Publicado em: 16/08/2017
  •  (Princípio da legalidade -Vigésima-quarta parte)
  • Des. Ricardo Dip
  • 453.         Passemos agora a examinar, ainda que brevemente, o capítulo da qualificação registral dos títulos judiciais.
  •                 Define-se título judicial tanto a causa jurídica (título em sentido material) −ato causativo idôneo a uma inscrição no registro de imóveis−, quanto o instrumento (título em sentido formal, documento escrito e solene que contém e expressa o título material), ambos, causa e instrumento, provenientes de órgãos do Poder judiciário.
  •                 São instrumentos de origem judicial suscetíveis de aceder ao registro imobiliário os traslados de autos, as cartas de sentença, as cartas arbitrais, as cartas de adjudicação e de arrematação, os formais de partilha, os mandados, as certidões, os autos, os termos e (controversamente) os ofícios.

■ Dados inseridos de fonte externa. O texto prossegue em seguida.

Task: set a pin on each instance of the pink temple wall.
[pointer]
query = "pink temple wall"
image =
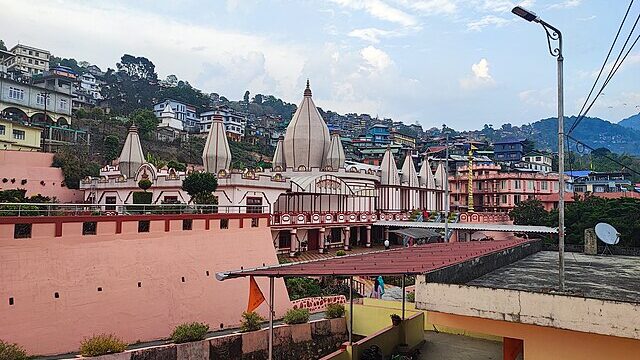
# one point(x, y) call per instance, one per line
point(35, 167)
point(75, 266)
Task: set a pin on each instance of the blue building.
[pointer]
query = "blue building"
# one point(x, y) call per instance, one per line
point(511, 150)
point(379, 134)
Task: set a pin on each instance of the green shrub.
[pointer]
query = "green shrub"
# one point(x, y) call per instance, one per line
point(251, 322)
point(101, 344)
point(10, 351)
point(334, 311)
point(142, 197)
point(296, 316)
point(144, 184)
point(189, 332)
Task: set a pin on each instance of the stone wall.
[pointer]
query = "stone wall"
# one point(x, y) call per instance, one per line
point(302, 342)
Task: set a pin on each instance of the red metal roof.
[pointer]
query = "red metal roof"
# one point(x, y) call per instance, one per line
point(410, 261)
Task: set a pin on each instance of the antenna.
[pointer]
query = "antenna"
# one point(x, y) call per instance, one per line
point(608, 235)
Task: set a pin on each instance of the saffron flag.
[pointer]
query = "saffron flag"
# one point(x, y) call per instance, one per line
point(255, 295)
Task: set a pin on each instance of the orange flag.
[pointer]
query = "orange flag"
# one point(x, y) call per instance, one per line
point(255, 295)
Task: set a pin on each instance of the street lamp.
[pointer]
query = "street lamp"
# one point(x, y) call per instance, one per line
point(554, 35)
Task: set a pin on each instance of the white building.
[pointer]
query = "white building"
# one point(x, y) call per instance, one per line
point(28, 59)
point(234, 123)
point(184, 112)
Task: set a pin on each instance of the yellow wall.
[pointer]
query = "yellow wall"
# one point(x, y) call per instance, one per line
point(545, 342)
point(31, 140)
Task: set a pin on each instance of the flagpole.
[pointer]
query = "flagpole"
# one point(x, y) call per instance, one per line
point(271, 318)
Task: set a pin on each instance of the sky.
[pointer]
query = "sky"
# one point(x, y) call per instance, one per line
point(465, 63)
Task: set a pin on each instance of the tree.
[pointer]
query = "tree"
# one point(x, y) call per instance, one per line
point(146, 121)
point(111, 148)
point(529, 212)
point(200, 186)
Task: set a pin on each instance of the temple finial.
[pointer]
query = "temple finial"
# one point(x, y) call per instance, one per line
point(307, 91)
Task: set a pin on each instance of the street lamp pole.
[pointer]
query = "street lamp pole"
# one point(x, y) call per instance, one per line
point(554, 36)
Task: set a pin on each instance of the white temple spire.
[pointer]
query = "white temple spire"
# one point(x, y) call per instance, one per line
point(216, 155)
point(409, 174)
point(131, 157)
point(389, 170)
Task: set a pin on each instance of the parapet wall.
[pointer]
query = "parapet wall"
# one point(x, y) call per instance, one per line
point(60, 286)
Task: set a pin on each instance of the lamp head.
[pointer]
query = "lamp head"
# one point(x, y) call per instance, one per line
point(525, 14)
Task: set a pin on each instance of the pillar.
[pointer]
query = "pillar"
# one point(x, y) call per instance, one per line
point(321, 245)
point(347, 238)
point(294, 241)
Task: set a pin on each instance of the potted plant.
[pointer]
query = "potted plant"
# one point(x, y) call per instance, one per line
point(396, 320)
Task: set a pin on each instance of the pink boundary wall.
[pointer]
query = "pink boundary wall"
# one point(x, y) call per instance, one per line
point(74, 266)
point(35, 167)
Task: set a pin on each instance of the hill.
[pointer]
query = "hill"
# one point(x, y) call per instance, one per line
point(632, 122)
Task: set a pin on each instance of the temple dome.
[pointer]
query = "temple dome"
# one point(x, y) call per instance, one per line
point(307, 139)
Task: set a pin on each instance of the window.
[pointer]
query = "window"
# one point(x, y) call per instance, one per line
point(187, 224)
point(18, 134)
point(16, 94)
point(22, 231)
point(144, 225)
point(89, 228)
point(254, 205)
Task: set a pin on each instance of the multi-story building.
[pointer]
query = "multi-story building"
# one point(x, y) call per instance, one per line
point(28, 59)
point(234, 122)
point(497, 191)
point(16, 135)
point(184, 112)
point(600, 182)
point(509, 151)
point(28, 101)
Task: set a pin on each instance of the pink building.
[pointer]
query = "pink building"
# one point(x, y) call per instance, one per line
point(497, 191)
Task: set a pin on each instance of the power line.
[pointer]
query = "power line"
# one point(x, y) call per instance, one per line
point(578, 142)
point(616, 65)
point(624, 19)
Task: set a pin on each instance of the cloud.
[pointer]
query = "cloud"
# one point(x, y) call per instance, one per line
point(489, 20)
point(481, 77)
point(371, 34)
point(380, 10)
point(376, 60)
point(565, 4)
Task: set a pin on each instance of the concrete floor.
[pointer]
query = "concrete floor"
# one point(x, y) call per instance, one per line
point(455, 347)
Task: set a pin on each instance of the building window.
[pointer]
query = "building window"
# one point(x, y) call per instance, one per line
point(18, 134)
point(16, 94)
point(89, 228)
point(22, 231)
point(144, 225)
point(187, 224)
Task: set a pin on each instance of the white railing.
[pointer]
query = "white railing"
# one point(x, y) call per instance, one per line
point(54, 209)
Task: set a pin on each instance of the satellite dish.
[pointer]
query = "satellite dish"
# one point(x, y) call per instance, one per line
point(607, 234)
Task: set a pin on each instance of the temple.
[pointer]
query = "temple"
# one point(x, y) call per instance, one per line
point(316, 200)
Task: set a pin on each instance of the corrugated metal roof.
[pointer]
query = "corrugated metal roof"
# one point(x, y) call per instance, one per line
point(410, 261)
point(470, 226)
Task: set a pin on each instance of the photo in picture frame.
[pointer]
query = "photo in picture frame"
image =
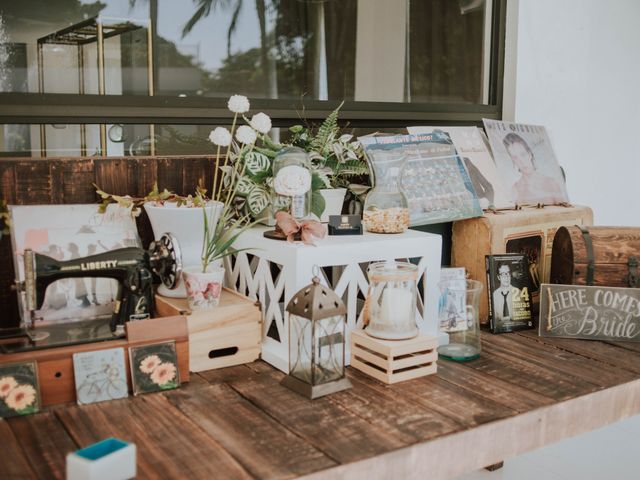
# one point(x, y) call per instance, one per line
point(19, 389)
point(154, 368)
point(65, 232)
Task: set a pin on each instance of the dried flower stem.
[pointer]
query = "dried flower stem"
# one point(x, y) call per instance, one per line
point(226, 157)
point(214, 189)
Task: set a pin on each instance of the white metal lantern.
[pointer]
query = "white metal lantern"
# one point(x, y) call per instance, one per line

  •                 Já por seu aspecto material, os títulos judiciais podem ser (i) propriamente jurisdicionais (é dizer, oriundos de jurisdição contenciosa), (ii) de jurisdição voluntária e (iii) de jurisdição administrativa.  Melhor trataremos deste assunto, adiante, sobretudo quanto à distinção entre as duas últimas espécies, mas, por agora, convém referir ao menos que, ao revés do que se passa com o título originário de jurisdição voluntária, o resultante de jurisdição administrativa pode revogar-se ou alterar-se em via jurisdicional contenciosa.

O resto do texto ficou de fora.